The eastern Croatian town of Vukovar on Friday remembers the most difficult day in recent history, when on 18 November 1991, after 87 days of heroic resistance, the city's defence collapsed and this eastern Croatian city was occupied by the former Yugoslav People's Army (JNA) and Serb paramilitary groups.
Numerous crimes were committed against civilians and defenders in the war-ravaged town. During nearly three months of aggression by former JNA and Serb paramilitary groups against Vukovar in 1991, at least 2,717 Croatian defenders and civilians were killed, more than 22,000 residents were expelled from the city, and several thousands of defenders and civilians were taken to the Serb-run concentration camps in occupied areas and in Serbia.
The names of 383 persons are still on the list of persons detained or gone missing in the war, after they disappeared without a trace in wartime Vukovar.
Although the fighting in Vukovar and its environs had started even before that, the date usually cited as the day when the battle for the city began is 25 August 1991, when the JNA and Serb paramilitary groups launched an all-out artillery and infantry attack with the intention of overrunning the city in a week at most.
However, the Croatian defenders, although ten times weaker in terms of numbers and weaponry, managed to resist the attack for nearly three months. The residents were without electricity and regular water and food supply while hundreds of shells fell on the city every day, in addition to tank and air attacks.
The occupation of Vukovar lasted until 15 January 1998 and the peaceful reintegration of the Croatian Danube region, after which the people of Vukovar finally returned to their homes.
Commemorative events
A commemorative programme titled “Vukovar – a place of special homeland piety” starts at 10 a.m. at the National Memorial Hospital Dr Juraj Njavro.
In addition to war veterans and representatives of associations, the programme will be attended by Prime Minister Andrej Plenkovic and Parliament Speaker Gordan Jandrokovic.
A column of remembrance will be led by Croatian defenders of Vukovar together with family members of the fallen, disappeared, killed, forcibly taken, and deceased Croatian defenders, as well as those who went through the wartime destruction of Vukovar as children.
At the Homeland War Victims Memorial Cemetery, respects will be paid to Vukovar victims by laying wreaths and lighting candles.
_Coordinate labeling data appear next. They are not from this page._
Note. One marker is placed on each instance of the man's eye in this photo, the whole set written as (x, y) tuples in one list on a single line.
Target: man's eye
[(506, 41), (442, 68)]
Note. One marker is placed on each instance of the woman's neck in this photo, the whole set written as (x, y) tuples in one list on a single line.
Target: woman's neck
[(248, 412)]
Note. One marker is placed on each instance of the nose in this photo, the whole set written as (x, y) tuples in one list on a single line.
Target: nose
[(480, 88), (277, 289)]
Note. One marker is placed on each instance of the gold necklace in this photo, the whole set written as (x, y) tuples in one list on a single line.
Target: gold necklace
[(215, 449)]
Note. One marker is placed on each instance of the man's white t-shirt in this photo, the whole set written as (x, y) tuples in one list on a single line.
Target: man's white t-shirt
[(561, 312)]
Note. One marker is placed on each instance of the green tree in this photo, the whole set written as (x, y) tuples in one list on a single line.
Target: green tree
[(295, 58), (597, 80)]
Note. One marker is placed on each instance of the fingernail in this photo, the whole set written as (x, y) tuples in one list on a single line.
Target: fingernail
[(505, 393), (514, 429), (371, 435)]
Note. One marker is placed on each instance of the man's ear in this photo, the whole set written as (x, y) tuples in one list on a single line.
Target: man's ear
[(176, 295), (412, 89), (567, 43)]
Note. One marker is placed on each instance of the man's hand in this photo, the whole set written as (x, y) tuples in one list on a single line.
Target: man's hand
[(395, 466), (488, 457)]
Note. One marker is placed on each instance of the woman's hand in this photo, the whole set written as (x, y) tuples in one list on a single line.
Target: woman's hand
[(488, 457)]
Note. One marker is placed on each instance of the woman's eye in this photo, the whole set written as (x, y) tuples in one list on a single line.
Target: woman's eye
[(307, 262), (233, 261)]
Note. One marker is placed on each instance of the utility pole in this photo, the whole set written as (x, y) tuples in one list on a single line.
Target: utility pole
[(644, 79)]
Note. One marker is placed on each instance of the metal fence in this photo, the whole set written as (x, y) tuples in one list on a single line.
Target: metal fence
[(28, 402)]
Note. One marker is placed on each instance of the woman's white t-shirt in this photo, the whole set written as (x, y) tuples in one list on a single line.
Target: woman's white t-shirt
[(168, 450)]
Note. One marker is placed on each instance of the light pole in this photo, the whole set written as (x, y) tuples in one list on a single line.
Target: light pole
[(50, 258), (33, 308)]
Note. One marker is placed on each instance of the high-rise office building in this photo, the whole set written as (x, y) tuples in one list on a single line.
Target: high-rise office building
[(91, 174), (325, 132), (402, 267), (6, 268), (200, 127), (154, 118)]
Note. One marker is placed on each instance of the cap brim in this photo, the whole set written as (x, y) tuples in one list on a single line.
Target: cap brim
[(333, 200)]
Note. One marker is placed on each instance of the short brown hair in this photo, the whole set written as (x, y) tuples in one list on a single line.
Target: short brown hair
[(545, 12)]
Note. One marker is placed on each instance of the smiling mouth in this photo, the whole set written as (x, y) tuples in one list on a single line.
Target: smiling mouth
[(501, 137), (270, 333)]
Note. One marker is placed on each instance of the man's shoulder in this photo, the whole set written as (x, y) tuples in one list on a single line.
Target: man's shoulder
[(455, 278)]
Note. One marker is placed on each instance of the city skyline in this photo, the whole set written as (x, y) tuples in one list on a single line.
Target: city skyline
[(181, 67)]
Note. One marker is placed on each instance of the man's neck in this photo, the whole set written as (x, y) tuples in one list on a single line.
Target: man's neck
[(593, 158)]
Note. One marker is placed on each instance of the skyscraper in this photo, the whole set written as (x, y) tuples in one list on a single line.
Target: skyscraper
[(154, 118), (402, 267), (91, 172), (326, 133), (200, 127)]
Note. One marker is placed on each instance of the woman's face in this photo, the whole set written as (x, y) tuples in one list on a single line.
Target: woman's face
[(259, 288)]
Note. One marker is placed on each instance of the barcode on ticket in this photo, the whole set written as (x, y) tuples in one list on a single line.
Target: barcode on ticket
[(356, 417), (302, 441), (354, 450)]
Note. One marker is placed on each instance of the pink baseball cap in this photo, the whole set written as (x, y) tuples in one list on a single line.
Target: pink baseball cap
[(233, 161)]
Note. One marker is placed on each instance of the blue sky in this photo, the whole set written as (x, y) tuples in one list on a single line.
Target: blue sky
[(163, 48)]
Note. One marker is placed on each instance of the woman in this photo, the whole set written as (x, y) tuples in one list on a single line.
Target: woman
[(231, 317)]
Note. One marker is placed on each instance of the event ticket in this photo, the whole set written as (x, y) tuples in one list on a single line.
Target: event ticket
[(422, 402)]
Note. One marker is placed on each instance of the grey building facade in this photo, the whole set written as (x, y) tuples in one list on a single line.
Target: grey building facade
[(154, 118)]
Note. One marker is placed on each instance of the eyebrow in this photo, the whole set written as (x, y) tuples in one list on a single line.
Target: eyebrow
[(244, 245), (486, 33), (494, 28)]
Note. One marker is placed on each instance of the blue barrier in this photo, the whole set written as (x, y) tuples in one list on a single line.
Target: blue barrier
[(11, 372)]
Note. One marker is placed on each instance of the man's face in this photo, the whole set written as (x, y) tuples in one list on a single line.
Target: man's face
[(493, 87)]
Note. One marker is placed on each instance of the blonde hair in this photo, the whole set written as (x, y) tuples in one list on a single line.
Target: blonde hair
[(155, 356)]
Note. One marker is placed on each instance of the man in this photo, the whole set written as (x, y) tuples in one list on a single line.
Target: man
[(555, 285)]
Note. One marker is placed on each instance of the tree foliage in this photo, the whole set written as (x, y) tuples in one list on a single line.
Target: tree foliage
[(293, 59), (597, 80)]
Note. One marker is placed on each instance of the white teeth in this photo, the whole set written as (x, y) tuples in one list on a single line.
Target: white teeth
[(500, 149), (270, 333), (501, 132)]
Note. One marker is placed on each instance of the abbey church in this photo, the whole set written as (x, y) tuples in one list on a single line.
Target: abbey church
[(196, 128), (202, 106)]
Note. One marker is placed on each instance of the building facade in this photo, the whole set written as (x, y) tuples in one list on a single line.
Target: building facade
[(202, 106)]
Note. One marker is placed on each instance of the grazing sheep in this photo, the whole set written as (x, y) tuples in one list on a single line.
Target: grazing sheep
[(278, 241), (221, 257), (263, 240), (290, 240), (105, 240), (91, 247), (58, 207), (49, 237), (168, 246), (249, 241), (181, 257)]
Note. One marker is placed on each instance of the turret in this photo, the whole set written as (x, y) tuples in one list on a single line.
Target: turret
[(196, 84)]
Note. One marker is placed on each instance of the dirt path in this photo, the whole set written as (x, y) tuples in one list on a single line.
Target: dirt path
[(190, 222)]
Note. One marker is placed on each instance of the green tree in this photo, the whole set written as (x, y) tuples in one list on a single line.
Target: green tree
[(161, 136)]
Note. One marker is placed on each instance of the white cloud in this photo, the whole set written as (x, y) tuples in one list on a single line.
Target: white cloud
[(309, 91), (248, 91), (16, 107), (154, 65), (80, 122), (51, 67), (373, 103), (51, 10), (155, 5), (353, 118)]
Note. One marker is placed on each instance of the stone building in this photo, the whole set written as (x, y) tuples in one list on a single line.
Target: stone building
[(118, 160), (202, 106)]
A mass will be held for all the war victims.
Prime Minister Plenkovic and Parliament Speaker Gordan Jandrokovic will also lay wreaths at the Ovcara mass grave site.
At 5 p.m. lanterns will be floated down the river Danube in memory of the killed and missing defenders of Vukovar.
President and Supreme Commander of the Croatian Armed Forces Zoran Milanovic paid tribute to the sacrifice of Vukovar on Thursday by laying a wreath and lighting a candle at the Memorial Cemetery and the Ovcara mass grave site.